##  Supervised Fine-Tuning

Supervised Fine-Tuning (SFT) is a process primarily used to adapt pre-trained language models to follow instructions, engage in dialogue, and use specific output formats. While pre-trained models have impressive general capabilities, SFT helps transform them into assistant-like models that can better understand and respond to user prompts. This is typically done by training on datasets of human-written conversations and instructions.

This page provides a step-by-step guide to fine-tuning the [deepseek-ai/DeepSeek-R1-Distill-Qwen-1.5B](https://huggingface.co/deepseek-ai/DeepSeek-R1-Distill-Qwen-1.5B) model using the [SFTTrainer](https://huggingface.co/docs/trl/en/sft_trainer). By following these steps, you can adapt the model to perform specific tasks more effectively.

### When to Use SFT

Before diving into implementation, it’s important to understand when SFT is the right choice for your project. As a first step, you should consider whether using an existing instruction-tuned model with well-crafted prompts would suffice for your use case. SFT involves significant computational resources and engineering effort, so it should only be pursued when prompting existing models proves insufficient.
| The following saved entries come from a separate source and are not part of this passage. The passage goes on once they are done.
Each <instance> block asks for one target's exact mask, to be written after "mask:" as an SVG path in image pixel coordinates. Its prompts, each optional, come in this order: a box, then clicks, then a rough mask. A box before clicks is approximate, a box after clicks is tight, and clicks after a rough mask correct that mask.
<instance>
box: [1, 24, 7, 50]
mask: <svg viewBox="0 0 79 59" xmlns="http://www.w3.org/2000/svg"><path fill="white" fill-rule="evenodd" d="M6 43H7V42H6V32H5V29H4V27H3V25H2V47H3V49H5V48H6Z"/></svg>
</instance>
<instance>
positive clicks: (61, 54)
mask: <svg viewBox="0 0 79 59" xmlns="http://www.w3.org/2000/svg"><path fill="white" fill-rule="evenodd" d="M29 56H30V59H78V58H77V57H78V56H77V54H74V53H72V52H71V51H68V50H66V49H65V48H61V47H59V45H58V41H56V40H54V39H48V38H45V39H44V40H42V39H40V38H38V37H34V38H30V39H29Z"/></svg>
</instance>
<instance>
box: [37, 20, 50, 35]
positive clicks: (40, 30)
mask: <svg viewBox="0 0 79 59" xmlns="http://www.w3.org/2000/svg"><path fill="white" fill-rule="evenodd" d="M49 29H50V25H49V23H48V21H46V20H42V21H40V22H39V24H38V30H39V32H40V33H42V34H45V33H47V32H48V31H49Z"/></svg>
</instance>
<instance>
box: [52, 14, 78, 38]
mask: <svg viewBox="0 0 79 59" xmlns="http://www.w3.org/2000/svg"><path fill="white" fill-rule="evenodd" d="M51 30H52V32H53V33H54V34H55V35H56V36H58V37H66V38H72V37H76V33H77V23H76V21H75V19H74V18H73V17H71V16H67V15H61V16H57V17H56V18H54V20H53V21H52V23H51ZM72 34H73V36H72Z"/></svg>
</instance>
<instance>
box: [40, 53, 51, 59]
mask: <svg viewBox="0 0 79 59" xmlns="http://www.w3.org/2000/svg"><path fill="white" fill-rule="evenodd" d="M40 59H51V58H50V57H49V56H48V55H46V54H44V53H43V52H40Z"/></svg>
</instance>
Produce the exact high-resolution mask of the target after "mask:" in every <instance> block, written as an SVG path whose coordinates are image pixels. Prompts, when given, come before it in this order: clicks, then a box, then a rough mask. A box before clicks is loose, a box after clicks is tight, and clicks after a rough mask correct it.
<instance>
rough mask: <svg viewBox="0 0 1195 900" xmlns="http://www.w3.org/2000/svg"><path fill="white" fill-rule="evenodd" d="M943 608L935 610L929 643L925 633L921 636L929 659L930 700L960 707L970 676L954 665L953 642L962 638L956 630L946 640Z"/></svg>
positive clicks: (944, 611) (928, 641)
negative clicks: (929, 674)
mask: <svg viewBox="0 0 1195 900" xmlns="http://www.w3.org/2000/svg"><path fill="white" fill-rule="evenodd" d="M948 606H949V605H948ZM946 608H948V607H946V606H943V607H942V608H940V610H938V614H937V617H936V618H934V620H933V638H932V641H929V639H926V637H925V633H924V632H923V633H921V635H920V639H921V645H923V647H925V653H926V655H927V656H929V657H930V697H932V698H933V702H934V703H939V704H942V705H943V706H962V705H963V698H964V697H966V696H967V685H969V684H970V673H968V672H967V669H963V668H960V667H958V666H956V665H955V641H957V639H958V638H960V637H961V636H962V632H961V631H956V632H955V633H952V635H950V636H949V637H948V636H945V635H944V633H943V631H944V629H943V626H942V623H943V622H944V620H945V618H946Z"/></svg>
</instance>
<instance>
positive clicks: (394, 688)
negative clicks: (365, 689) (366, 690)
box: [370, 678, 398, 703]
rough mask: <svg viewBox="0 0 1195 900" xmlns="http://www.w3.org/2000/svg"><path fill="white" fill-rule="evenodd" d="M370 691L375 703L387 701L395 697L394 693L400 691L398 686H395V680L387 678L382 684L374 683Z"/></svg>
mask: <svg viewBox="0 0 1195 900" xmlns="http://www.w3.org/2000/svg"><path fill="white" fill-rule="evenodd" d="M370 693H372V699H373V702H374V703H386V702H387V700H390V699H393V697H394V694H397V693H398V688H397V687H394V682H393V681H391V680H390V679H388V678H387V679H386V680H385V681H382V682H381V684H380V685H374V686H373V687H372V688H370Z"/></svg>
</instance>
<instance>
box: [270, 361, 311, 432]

Consider SFT only if you: 
- Need additional performance beyond what prompting can achieve
- Have a specific use case where the cost of using a large general-purpose model outweighs the cost of fine-tuning a smaller model
- Require specialized output formats or domain-specific knowledge that existing models struggle with

If you determine that SFT is necessary, the decision to proceed depends on two primary factors:

####  Template Control

SFT allows precise control over the model’s output structure. This is particularly valuable when you need the model to:

1. Generate responses in a specific chat template format
2. Follow strict output schemas
3. Maintain consistent styling across responses

####  Domain Adaptation

1. Teaching domain terminology and concepts
2. Enforcing professional standards
3. Handling technical queries appropriately
4. Following industry-specific guidelines

Before starting SFT, evaluate whether your use case requires: 
- Precise output formatting
- Domain-specific knowledge
- Consistent response patterns
- Adherence to specific guidelines

This evaluation will help determine if SFT is the right approach for your needs

### Dataset Preparation

The supervised fine-tuning process requires a task-specific dataset structured with input-output pairs. Each pair should consist of:

1. An input prompt
2. The expected model response
3. Any additional context or metadata

The quality of your training data is crucial for successful fine-tuning.